Dalam hukum waris, menurut Burgerlijk Wetboek, berlaku suatu asas bahwa "Apabila seseorang meninggal dunia, maka seketika itu juga segala hak dan kewajibannya beralih kepada sekalian ahli warisnya". Dalam Pasal 830 Kitab Undang-Undang Hukum Perdata disebutkan bahwa pewarisan hanya berlangsung karena kematian. Artinya, jika seseorang meninggal dunia, semua hak dan kewajibannya beralih atau berpindah kepada ahli warisnya.
Sementara Pasal 833 Kitab Undang-Undang Hukum Perdata menyebutkan bahwa sekalian ahli waris dengan sendirinya karena hukum memperoleh hak milik atas segala barang, segala hak dan segala piutang si yang meninggal. Artinya, pewarisan adalah suatu peristiwa hukum.
Hibah (schenking) dalam Pasal 1666 Kitab Undang-Undang Hukum Perdata diartikan sebagai "Sesuatu persetujuan dengan mana si penghibah di waktu hidupnya, dengan cuma-cuma dan dengan tidak dapat ditarik kembali, menyerahkan suatu benda guna keperluan si penerima hibah yang menerima penyerahan itu".
Bukan obyek pajak
Undang-Undang Nomor 36 Tahun 2008 (perubahan terakhir atas Undang-Undang Nomor 8 Tahun 1983 tentang Pajak Penghasilan) dalam Pasal 4 Ayat 3 telah tegas mengatur bahwa harta hibah yang diterima keluarga sedarah dalam garis keturunan lurus satu derajat dan warisan tidak termasuk obyek pajak.
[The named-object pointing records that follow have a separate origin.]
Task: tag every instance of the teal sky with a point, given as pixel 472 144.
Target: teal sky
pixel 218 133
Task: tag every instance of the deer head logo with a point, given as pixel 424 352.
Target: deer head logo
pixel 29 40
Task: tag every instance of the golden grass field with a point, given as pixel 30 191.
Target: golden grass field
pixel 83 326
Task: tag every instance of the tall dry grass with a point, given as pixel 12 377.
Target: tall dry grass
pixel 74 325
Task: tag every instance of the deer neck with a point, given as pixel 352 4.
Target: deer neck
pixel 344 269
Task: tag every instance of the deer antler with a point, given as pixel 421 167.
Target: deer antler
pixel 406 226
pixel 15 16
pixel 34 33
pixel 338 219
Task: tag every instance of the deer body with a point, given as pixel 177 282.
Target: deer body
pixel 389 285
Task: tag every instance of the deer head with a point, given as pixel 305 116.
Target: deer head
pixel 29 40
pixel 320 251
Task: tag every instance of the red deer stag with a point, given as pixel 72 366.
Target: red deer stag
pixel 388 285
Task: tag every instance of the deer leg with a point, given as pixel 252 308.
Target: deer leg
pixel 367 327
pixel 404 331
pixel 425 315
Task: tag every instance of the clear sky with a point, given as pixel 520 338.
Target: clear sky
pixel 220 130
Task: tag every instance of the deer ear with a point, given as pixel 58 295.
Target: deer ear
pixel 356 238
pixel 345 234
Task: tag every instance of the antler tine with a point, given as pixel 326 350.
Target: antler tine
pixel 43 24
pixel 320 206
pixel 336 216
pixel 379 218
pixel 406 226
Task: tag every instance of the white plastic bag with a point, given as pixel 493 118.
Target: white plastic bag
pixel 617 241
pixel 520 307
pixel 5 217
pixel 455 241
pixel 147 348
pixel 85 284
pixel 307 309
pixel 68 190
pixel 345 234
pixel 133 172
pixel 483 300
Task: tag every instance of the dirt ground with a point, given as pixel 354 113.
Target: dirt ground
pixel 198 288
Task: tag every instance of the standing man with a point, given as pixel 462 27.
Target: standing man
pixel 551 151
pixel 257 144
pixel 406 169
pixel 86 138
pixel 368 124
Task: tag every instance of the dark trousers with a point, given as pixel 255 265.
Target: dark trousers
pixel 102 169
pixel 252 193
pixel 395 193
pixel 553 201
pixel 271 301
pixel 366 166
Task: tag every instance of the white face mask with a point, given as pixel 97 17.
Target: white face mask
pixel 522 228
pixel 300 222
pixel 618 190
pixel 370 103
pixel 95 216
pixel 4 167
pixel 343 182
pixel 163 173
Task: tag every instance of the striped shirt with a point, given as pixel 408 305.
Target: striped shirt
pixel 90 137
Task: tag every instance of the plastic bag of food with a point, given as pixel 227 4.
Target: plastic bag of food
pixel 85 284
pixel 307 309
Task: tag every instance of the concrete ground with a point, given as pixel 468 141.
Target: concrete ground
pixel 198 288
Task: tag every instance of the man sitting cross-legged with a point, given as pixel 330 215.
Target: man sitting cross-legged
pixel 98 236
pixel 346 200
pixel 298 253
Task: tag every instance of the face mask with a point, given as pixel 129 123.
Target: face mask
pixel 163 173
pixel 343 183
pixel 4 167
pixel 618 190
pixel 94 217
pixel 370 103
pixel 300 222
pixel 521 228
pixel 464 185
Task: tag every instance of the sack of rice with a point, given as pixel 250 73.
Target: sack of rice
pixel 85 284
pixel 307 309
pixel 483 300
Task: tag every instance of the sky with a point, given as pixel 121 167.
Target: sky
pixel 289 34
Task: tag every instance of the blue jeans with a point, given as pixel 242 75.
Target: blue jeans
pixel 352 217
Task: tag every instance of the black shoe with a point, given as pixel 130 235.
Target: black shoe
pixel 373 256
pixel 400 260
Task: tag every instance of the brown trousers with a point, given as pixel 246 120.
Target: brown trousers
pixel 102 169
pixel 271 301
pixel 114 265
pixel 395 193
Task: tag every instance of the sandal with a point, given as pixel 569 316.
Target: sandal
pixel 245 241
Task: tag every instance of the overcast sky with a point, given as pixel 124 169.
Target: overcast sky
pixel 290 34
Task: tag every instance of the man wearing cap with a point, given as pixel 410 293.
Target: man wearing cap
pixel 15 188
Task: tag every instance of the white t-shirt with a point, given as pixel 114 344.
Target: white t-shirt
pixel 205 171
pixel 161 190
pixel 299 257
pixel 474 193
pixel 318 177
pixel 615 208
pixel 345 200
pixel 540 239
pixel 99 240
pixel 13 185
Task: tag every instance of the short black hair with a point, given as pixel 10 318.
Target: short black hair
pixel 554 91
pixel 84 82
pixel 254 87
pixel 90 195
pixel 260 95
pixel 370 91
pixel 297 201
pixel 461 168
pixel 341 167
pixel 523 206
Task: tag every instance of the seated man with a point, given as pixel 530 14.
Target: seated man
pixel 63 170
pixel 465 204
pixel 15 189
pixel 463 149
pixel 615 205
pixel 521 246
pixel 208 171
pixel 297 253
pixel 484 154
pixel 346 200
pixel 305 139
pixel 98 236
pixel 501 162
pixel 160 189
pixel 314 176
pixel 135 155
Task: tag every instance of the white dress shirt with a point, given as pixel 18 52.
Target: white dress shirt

Terbitnya Peraturan Direktur Jenderal Pajak Nomor 11 Tahun 2016 seolahmenjawab keraguan masyarakat yang terungkap dalam opini-opini yang beredar secara viral di media sosial dan aplikasi pesan seluler sehingga menarik perhatian masyarakat dan memunculkan dugaan bahwa amnesti pajak telah salah sasaran.
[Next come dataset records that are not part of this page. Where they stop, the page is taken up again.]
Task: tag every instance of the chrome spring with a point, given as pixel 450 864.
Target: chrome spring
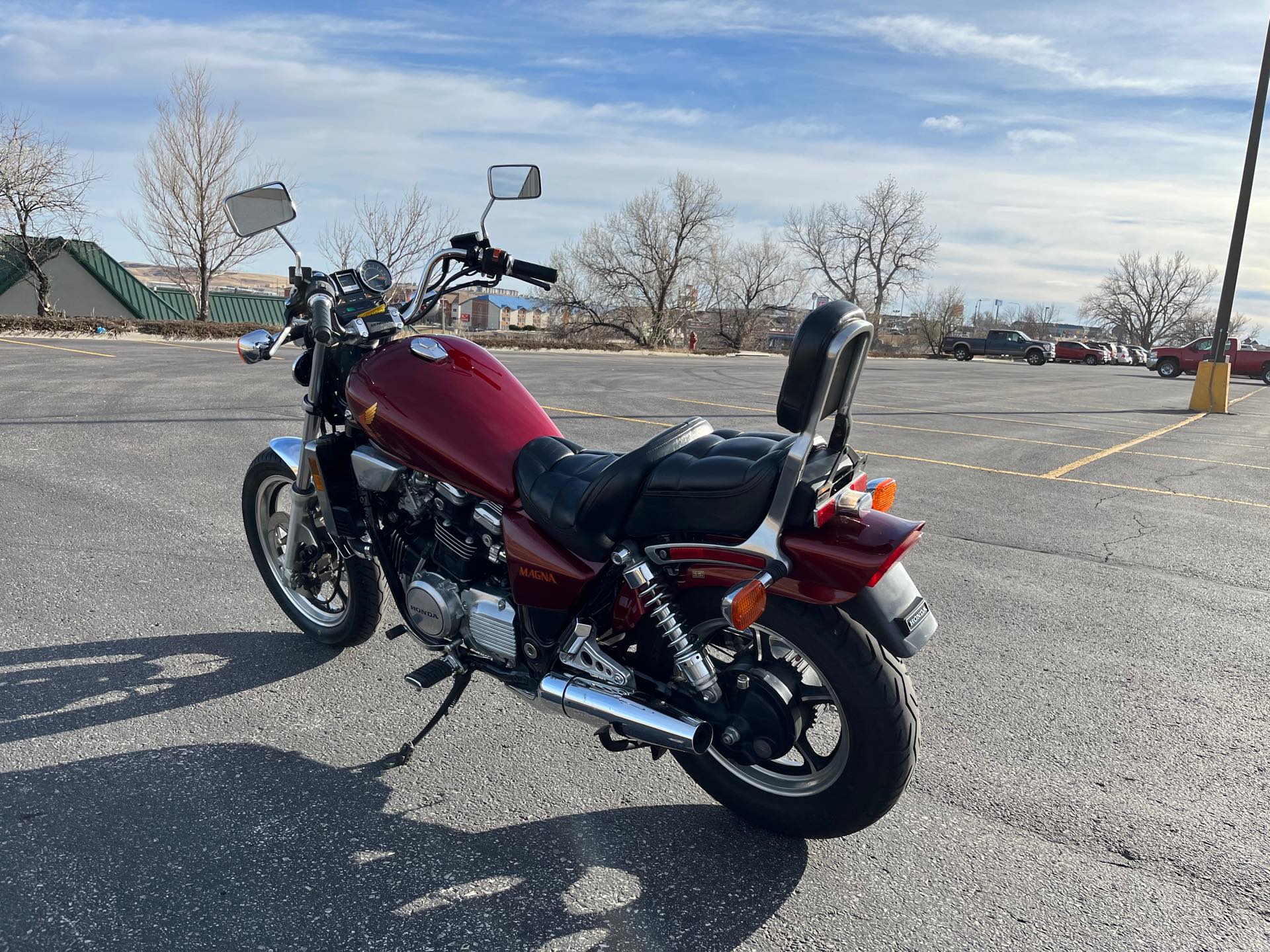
pixel 690 662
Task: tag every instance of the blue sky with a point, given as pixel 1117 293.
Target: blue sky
pixel 1048 138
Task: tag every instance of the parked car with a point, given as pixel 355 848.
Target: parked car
pixel 1176 361
pixel 1078 352
pixel 1000 343
pixel 1108 348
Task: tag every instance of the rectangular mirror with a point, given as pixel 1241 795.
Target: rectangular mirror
pixel 259 208
pixel 515 182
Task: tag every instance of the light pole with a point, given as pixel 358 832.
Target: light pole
pixel 1212 390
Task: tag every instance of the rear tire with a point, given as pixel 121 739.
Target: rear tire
pixel 356 614
pixel 878 719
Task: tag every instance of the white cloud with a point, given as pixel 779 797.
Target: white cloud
pixel 944 124
pixel 1039 139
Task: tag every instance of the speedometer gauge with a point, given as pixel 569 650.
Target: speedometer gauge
pixel 375 276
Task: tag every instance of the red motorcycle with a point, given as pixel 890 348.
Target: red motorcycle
pixel 734 598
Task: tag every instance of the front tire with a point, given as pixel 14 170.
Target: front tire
pixel 339 602
pixel 857 782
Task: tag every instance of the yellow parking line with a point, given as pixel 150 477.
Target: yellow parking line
pixel 1072 479
pixel 194 347
pixel 607 416
pixel 54 347
pixel 994 419
pixel 902 427
pixel 1111 451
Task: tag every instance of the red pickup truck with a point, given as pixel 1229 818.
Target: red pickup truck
pixel 1176 361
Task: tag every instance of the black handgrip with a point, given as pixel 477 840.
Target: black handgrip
pixel 319 317
pixel 529 270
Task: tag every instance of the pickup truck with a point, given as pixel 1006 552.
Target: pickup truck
pixel 1000 343
pixel 1176 361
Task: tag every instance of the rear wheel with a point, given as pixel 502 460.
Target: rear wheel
pixel 337 601
pixel 824 727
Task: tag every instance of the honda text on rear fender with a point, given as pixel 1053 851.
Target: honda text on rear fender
pixel 734 598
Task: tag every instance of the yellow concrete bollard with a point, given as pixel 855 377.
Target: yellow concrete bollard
pixel 1212 393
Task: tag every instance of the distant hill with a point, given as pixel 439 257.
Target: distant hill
pixel 153 276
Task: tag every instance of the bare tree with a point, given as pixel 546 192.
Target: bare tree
pixel 1035 321
pixel 1203 323
pixel 400 235
pixel 632 272
pixel 825 238
pixel 1147 300
pixel 197 155
pixel 870 252
pixel 44 202
pixel 742 285
pixel 939 314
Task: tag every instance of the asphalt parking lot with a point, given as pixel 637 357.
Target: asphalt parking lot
pixel 183 771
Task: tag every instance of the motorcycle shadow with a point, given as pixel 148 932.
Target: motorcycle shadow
pixel 240 846
pixel 66 687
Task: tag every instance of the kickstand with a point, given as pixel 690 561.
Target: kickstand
pixel 402 757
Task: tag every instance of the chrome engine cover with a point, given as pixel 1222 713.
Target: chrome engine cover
pixel 491 623
pixel 435 604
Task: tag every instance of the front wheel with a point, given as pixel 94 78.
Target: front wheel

Aturan tersebut menentukan syarat ahli waris dan penerima hibah dibebaskan dari uang tebusan jika ingin memanfaatkan amnesti pajak. Syarat pertama, mereka adalah ahli waris atau penerima hibah yang tidak memiliki penghasilan atau memiliki penghasilan di bawah Penghasilan Tidak Kena Pajak (PTKP). Syarat kedua bahwa obyek tersebut sudah pernah dilaporkan dalam SPT PPh Tahunan pewaris atau pemberi hibah.
Pasal 4 Ayat 3 Undang-Undang Nomor 36 Tahun 2008 (perubahan terakhir Undang-Undang Nomor 8 Tahun 1983 tentang Pajak Penghasilan) telah tegas mengatur bahwa harta hibah yang diterima oleh keluarga sedarah dalam garis keturunan lurus satu derajat dan warisan tidak termasuk obyek pajak. Artinya,tidak ada pajak yang harus terutang untuk pewarisan dan hibah golongan tersebut.
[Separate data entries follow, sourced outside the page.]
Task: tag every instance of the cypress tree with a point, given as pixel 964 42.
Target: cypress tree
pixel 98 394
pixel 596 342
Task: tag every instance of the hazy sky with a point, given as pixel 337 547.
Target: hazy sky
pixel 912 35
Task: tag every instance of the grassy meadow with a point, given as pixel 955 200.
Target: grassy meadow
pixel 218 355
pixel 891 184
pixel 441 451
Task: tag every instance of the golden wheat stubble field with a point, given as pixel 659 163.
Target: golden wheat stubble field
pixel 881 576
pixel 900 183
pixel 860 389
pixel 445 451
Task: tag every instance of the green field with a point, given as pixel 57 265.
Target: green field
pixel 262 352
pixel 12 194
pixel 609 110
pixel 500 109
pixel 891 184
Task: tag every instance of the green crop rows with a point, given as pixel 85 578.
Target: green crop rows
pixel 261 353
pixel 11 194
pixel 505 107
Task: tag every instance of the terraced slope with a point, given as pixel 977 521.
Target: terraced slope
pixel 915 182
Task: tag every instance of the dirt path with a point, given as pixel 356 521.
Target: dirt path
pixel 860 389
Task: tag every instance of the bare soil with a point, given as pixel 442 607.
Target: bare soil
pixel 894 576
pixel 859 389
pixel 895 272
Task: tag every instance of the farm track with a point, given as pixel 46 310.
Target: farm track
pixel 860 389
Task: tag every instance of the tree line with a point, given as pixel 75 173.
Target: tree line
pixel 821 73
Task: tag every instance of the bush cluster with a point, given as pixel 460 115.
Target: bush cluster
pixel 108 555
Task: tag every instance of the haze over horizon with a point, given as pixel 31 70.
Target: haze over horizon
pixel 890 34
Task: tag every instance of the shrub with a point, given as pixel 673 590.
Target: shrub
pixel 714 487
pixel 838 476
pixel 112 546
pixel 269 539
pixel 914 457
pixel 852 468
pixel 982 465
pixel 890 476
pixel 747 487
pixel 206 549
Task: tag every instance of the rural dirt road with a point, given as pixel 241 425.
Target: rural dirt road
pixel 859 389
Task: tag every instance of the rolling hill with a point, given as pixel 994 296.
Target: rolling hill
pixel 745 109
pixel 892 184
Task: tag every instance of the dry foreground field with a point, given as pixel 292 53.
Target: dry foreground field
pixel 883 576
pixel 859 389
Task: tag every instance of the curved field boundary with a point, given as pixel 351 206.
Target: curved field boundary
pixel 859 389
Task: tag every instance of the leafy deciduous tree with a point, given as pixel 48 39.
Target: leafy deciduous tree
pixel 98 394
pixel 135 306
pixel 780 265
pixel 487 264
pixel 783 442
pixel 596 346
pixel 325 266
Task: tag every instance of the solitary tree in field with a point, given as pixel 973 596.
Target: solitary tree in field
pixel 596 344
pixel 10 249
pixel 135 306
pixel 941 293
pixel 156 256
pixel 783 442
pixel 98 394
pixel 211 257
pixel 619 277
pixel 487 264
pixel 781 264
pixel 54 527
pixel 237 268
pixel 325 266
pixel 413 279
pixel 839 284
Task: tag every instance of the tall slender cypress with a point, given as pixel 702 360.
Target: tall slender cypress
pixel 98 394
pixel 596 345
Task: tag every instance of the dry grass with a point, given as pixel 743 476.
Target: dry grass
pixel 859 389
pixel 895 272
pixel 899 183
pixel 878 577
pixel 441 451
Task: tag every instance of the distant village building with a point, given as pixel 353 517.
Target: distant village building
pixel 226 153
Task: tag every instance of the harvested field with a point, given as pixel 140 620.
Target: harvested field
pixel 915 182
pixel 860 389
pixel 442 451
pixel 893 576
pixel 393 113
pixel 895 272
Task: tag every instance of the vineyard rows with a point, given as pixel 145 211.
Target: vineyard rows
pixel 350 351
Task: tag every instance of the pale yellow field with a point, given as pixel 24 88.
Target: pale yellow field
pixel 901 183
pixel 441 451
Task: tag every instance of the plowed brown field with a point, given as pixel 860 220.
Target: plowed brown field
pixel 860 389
Jika dikaitkan dengan amnesti pajak yang menghapuskan pajak terutang, seharusnya pengaturan mengenai waris dan hibah golongan tersebut tidak perlu menentukan syarat pembebasannya. Alasannya karena tidak ada pajak yang perlu dibebaskan sehubungan obyek tersebut bukan obyek pajak.
Jika peristiwa kematian pewaris terjadi belasan tahun yang lalu, tentunya sulit bagi ahli waris untuk mengetahui bahwa ia memiliki penghasilan di bawah PTKP yang berlaku pada saat peristiwa pewarisan tersebut terjadi. Selanjutnya, apabila pewaris tidak melaporkan obyek warisan ke dalam laporan pajak pewaris, tentunya bukan menjadi alasan menghilangkan hak ahli waris atas pewarisannya karena "mewarisi" kelalaian orangtuanya.
Demikian pula dalam hierarki perundang-undangan di Indonesia, tidak dimungkinkan Peraturan Direktur Jenderal Pajak tersebut mengalahkan UU. Mengingat banyak masyarakat yang ingin berpartisipasi memanfaatkan amnesti pajak dan petunjuk pelaksanaan serta petunjuk teknisnya masih terus menimbulkan keraguan, maka untuk mendukung keberhasilan program amnesti pajak yang sangat positif bagi pembangunan negeri ini, aturan mengenai waris dan hibah dalam amnesti pajak perlu ditinjau ulang.
ALBERT R ARUAN, NOTARIS DAN PPAT
Versi cetak artikel ini terbit di harian Kompas edisi 8 September 2016, di halaman 6 dengan judul "Waris dan Hibah dalam Amnesti Pajak".